The category furthest advanced towards clinical use is represented by biomaterials that are acellular at the time of implantation and promote repopulation by the host’s cells and nerves once transplanted in the living cornea. A stromal substitute of this type developed by May Griffith PhD and her associates at the University of Ottawa, Canada, has shown promising short- and long-term results in a small series of patients.

The 10 patients who received the implants in a phase I clinical trial conducted by Per Fagerholm MD in Sweden showed a mean gain of best corrected vision of more than five lines, without any sign of rejection at four years’ follow-up.

Furthermore, confocal microscopy showed that the implants were repopulated by host stromal cells and nerves. Patients with these biosynthetic corneas recovered sensitivity faster than those who underwent penetrating keratoplasty. However, the implants being too soft to be sutured, overlying sutures were necessary, which delayed epithelial healing and contributed to astigmatism.

Since then, Dr Griffith and her associates have developed a second recombinant human collagen reinforced with MPC, a synthetic phospholipid with anti-inflammatory properties. In the three patients who received the implants for chronic corneal ulcers, chemical burns or graft failure, the biosynthetic grafts relieved pain and discomfort and improved visual acuity from 6/600 to light perception before surgery to 6/38 to 6/200 after surgery.

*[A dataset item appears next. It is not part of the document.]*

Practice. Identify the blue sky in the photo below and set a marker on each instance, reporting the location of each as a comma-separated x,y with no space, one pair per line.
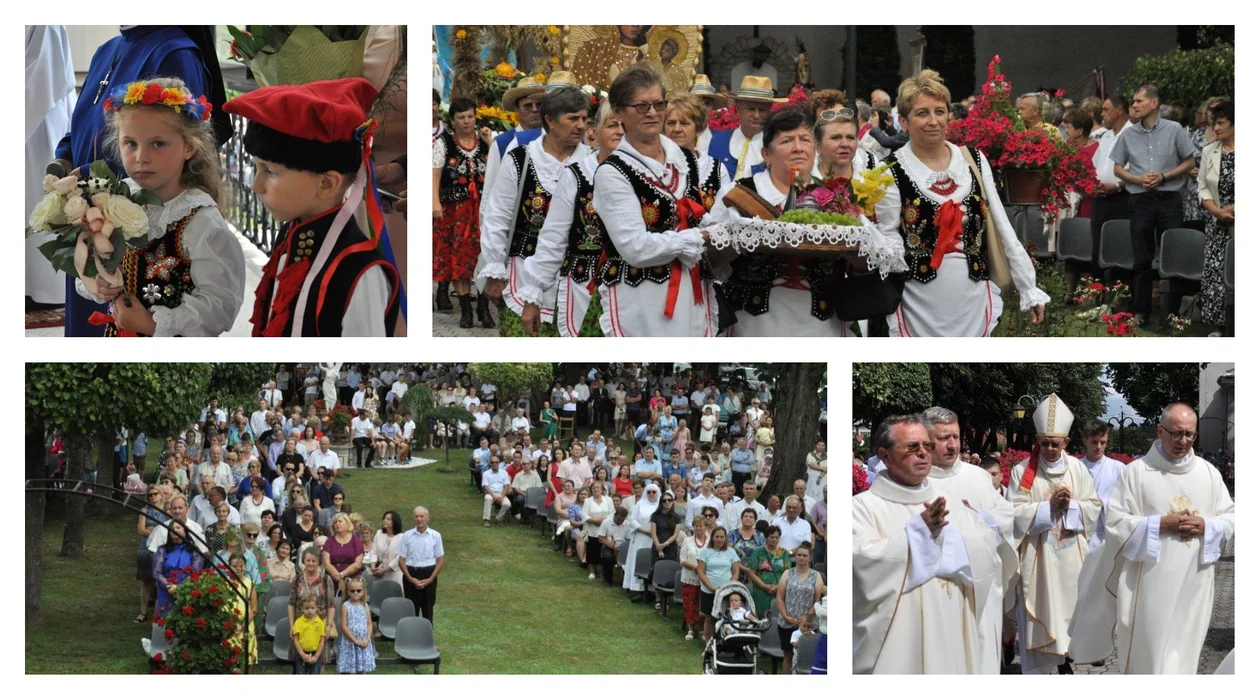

Dr Brunette noted that several groups in the world, including her own, have also conducted research on the viability of a tissue engineered corneal endothelium. Advantages over standard DMEK would include the ability to use one donor cornea for multiple patients and a better control of tissue quality. This technology would also allow to generate endothelium from autologous cells, thus eliminating the risk for immune rejection.